Suisse – réveille-toi!

Michael Graetzel, professeur au laboratoire de la photonique et des interfaces de l’EPFL et inventeur d’une nouvelle cellule solaire portant son nom a enfin été honoré à sa juste valeur pour les perspectives d’avenir de notre pays. Le 21 novembre 2009, la ministre de l’économie suisse, Doris Leuthard, lui a remis le Prix Balzan à hauteur d’un million de Francs suisses. Cette distinction est certes moins connue et moins prestigieuse que le Prix Nobel. Or, depuis 1956 elle a toute sa valeur et est bien appréciée dans le monde scientifique.

Au départ, l’invention a été négligée.
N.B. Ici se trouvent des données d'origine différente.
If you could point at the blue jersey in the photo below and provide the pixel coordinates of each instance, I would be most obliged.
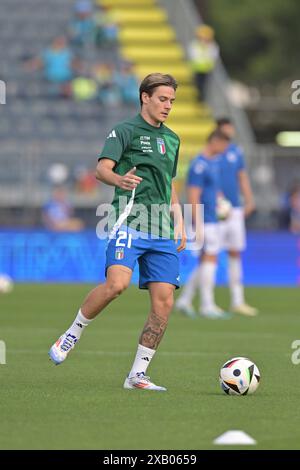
(204, 173)
(231, 163)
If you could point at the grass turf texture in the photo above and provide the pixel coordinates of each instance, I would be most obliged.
(81, 404)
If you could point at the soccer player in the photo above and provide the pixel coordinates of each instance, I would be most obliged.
(139, 158)
(203, 187)
(235, 180)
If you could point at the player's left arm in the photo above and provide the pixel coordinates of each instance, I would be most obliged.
(246, 190)
(179, 229)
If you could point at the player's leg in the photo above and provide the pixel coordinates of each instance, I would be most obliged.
(235, 274)
(162, 298)
(184, 302)
(235, 244)
(207, 272)
(120, 260)
(118, 279)
(159, 272)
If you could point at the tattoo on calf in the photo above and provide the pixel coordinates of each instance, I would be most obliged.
(153, 331)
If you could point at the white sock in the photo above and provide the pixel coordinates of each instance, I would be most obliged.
(79, 324)
(190, 287)
(207, 285)
(142, 360)
(235, 281)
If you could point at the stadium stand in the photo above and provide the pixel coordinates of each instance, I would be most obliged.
(37, 130)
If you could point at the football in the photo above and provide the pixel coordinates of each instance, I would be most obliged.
(6, 284)
(239, 376)
(223, 208)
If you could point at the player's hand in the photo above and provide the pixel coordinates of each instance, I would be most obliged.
(249, 208)
(180, 234)
(129, 181)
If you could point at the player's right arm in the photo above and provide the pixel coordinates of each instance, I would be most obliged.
(105, 173)
(115, 145)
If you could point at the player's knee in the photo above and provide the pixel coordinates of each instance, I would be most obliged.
(115, 288)
(165, 304)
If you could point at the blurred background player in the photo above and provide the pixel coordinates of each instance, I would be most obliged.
(153, 150)
(58, 213)
(235, 181)
(203, 53)
(203, 186)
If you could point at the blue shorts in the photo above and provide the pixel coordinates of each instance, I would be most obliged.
(157, 258)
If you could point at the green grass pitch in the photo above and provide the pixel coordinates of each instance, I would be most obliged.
(81, 404)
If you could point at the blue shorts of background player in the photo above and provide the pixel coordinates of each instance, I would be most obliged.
(157, 258)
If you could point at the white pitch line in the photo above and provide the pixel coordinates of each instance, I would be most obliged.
(116, 353)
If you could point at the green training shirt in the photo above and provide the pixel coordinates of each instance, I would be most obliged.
(154, 153)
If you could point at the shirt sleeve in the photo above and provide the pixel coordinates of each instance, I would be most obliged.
(115, 144)
(176, 162)
(196, 174)
(241, 159)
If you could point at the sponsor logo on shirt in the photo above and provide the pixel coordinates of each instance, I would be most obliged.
(161, 145)
(112, 134)
(145, 144)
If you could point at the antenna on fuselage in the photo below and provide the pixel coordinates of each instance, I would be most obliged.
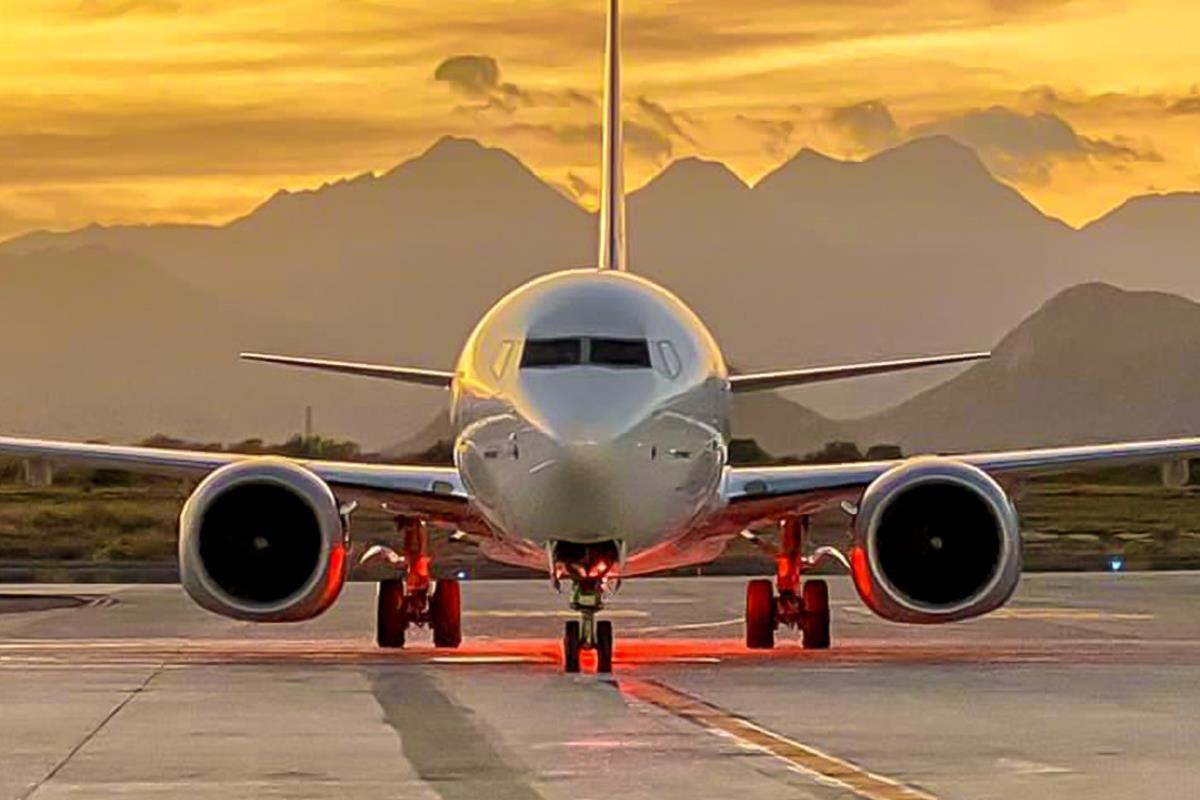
(612, 186)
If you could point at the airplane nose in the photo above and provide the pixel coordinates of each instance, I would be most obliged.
(586, 411)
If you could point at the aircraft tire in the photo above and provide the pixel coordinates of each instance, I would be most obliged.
(573, 643)
(604, 647)
(815, 624)
(391, 621)
(445, 613)
(760, 620)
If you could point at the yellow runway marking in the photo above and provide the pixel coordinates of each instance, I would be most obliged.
(804, 758)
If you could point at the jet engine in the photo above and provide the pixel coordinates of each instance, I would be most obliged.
(263, 540)
(935, 541)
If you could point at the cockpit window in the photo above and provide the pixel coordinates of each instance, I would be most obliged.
(619, 353)
(552, 353)
(573, 352)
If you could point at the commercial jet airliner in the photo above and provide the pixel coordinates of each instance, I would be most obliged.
(591, 410)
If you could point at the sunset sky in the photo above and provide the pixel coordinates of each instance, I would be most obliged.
(147, 110)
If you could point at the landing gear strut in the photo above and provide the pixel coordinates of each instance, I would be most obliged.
(799, 605)
(587, 632)
(408, 601)
(587, 566)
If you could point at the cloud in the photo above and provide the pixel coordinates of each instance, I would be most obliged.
(868, 125)
(581, 187)
(478, 78)
(1186, 106)
(777, 133)
(641, 139)
(1025, 146)
(113, 8)
(1111, 103)
(667, 122)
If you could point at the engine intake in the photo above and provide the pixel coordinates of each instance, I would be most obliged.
(263, 540)
(935, 541)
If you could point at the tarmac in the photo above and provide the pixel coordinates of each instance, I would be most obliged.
(1085, 686)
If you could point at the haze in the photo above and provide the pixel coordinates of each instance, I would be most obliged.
(195, 110)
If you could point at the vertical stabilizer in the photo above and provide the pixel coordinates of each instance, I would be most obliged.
(612, 187)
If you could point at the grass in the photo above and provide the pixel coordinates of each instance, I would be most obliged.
(1066, 524)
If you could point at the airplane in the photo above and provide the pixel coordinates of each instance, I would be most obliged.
(592, 416)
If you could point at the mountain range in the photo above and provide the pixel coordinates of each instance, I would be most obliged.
(124, 331)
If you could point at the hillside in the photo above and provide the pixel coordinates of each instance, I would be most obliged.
(1093, 364)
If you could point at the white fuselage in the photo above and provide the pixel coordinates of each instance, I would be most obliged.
(592, 405)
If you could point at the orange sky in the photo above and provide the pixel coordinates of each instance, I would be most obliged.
(143, 110)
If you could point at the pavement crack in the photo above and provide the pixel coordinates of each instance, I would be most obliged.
(449, 749)
(91, 734)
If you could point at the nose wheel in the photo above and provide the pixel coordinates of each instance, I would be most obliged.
(587, 632)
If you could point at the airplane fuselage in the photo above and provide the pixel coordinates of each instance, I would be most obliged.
(592, 405)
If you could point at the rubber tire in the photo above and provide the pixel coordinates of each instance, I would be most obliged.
(760, 614)
(445, 613)
(815, 624)
(573, 643)
(390, 619)
(604, 647)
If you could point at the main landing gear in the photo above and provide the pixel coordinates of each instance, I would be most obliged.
(803, 606)
(587, 566)
(408, 601)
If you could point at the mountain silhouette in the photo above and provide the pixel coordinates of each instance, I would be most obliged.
(917, 250)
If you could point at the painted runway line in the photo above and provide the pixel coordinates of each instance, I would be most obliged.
(630, 651)
(817, 764)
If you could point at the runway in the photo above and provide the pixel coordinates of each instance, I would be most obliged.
(1085, 686)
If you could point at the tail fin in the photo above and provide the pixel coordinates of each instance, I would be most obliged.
(612, 188)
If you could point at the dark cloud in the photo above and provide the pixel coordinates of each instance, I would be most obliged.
(1114, 102)
(73, 143)
(869, 125)
(1186, 106)
(112, 8)
(641, 139)
(666, 122)
(478, 78)
(777, 133)
(1025, 146)
(581, 187)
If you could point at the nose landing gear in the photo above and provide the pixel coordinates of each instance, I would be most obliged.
(798, 605)
(587, 566)
(587, 632)
(403, 602)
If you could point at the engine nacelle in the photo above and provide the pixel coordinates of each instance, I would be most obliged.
(935, 541)
(263, 540)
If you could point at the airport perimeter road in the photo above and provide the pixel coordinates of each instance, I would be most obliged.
(1086, 686)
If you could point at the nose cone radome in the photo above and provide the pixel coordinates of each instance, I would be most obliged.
(588, 408)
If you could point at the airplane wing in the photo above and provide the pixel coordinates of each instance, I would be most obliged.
(430, 492)
(763, 380)
(402, 374)
(755, 494)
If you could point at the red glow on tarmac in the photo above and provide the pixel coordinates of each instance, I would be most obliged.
(630, 654)
(861, 572)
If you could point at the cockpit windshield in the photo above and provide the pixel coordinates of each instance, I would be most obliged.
(571, 352)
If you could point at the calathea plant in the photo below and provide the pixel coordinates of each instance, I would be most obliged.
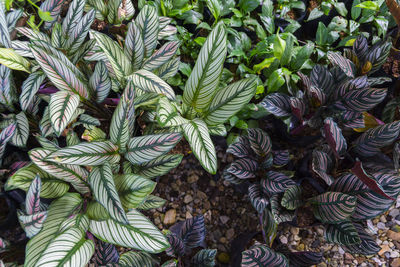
(205, 107)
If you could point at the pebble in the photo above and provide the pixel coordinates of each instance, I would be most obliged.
(170, 217)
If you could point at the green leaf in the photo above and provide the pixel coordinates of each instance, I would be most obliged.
(94, 153)
(197, 134)
(229, 100)
(140, 234)
(103, 188)
(12, 60)
(204, 79)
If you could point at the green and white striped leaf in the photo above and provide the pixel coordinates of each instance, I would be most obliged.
(62, 107)
(58, 212)
(198, 136)
(148, 23)
(94, 153)
(133, 189)
(161, 56)
(159, 166)
(69, 248)
(119, 61)
(342, 233)
(140, 234)
(61, 73)
(203, 82)
(167, 114)
(12, 60)
(143, 149)
(73, 174)
(100, 82)
(103, 188)
(21, 130)
(29, 88)
(149, 82)
(229, 100)
(22, 179)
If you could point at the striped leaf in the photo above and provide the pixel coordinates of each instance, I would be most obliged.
(75, 175)
(119, 61)
(334, 137)
(105, 253)
(277, 104)
(368, 245)
(369, 203)
(243, 168)
(148, 23)
(29, 88)
(149, 82)
(143, 149)
(59, 211)
(342, 233)
(61, 72)
(167, 114)
(137, 258)
(229, 100)
(21, 134)
(140, 234)
(197, 134)
(32, 223)
(62, 107)
(161, 56)
(69, 248)
(159, 166)
(333, 207)
(32, 200)
(103, 188)
(94, 153)
(343, 63)
(134, 46)
(291, 199)
(22, 179)
(100, 82)
(369, 142)
(133, 190)
(151, 202)
(261, 255)
(257, 198)
(203, 82)
(12, 60)
(259, 141)
(204, 258)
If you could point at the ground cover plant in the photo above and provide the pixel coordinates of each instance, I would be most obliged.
(99, 99)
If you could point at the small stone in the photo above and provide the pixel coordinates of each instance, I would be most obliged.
(393, 235)
(188, 199)
(384, 248)
(224, 219)
(170, 217)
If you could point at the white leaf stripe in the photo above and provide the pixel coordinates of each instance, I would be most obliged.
(62, 106)
(203, 81)
(29, 88)
(143, 149)
(73, 174)
(141, 234)
(102, 182)
(162, 56)
(69, 249)
(197, 134)
(148, 22)
(119, 61)
(228, 101)
(59, 73)
(94, 153)
(149, 82)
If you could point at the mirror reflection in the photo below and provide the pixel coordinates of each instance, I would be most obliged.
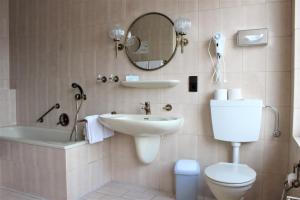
(151, 41)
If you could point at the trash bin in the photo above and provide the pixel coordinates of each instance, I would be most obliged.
(187, 177)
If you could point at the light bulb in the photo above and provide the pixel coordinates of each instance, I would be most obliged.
(117, 33)
(182, 25)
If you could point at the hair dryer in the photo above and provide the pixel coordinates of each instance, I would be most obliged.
(219, 42)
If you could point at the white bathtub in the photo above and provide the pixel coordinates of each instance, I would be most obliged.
(39, 136)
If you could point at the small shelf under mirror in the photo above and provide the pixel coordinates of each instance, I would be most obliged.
(150, 84)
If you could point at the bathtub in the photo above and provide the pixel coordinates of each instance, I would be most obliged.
(39, 136)
(44, 163)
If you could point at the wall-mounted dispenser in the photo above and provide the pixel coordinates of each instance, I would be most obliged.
(252, 37)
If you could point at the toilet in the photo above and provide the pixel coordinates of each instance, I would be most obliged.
(234, 121)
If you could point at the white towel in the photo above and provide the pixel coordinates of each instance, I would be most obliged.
(96, 132)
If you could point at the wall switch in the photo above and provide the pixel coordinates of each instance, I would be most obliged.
(193, 83)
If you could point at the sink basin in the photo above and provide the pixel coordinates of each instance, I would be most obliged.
(146, 130)
(141, 125)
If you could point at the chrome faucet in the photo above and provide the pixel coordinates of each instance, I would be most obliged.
(146, 107)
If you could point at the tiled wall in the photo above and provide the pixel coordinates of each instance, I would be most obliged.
(7, 96)
(57, 42)
(295, 107)
(88, 167)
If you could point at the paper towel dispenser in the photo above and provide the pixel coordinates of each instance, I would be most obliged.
(252, 37)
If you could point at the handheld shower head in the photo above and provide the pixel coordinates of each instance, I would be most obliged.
(81, 95)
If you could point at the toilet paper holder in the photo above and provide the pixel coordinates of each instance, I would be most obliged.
(291, 183)
(276, 131)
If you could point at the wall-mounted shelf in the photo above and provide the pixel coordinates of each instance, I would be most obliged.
(150, 84)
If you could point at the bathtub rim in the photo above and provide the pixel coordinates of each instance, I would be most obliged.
(57, 145)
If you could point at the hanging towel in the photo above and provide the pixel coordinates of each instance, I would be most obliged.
(96, 132)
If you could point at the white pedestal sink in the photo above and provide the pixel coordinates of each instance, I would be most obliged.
(146, 130)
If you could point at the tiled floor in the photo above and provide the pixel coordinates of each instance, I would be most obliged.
(121, 191)
(10, 195)
(111, 191)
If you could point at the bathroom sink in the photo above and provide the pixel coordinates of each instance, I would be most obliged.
(146, 130)
(141, 125)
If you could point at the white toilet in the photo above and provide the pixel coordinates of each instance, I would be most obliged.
(233, 121)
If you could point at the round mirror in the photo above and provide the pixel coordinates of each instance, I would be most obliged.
(151, 41)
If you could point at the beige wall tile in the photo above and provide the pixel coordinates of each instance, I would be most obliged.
(279, 54)
(208, 4)
(276, 80)
(280, 18)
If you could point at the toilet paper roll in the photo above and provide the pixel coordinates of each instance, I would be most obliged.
(290, 178)
(220, 94)
(235, 94)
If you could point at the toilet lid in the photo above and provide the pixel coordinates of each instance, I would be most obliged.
(230, 173)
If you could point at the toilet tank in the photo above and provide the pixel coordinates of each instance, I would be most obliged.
(236, 120)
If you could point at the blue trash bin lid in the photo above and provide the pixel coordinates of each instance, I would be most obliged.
(187, 167)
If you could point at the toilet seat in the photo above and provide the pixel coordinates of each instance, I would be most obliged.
(230, 174)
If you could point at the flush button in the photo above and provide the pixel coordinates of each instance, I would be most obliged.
(193, 83)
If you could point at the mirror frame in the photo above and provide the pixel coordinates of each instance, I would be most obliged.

Depuis quelques années, la cellule Graetzel éveille l’intérêt des industriels et intégrateurs, notamment en raison de son incorporation facile dans les éléments de construction immobilière et les matériaux de base peu onéreux.

En ce moment, la production à grande échelle commence. Des groupes industriels au Japon, en Corée du Sud et probablement en Chine et au Taiwan ont saisi l’enjeu. La start-up à Aubonne, Solaronix, est pour l’instant le seul fabricant en Suisse. Elle démontre par l’exemple que même la production complexe et onéreuse est prometteuse et rentable en Suisse malgré les salaires et coûts élevés. Son site ne cache pas la fierté d’enrichir le tissu industriel national.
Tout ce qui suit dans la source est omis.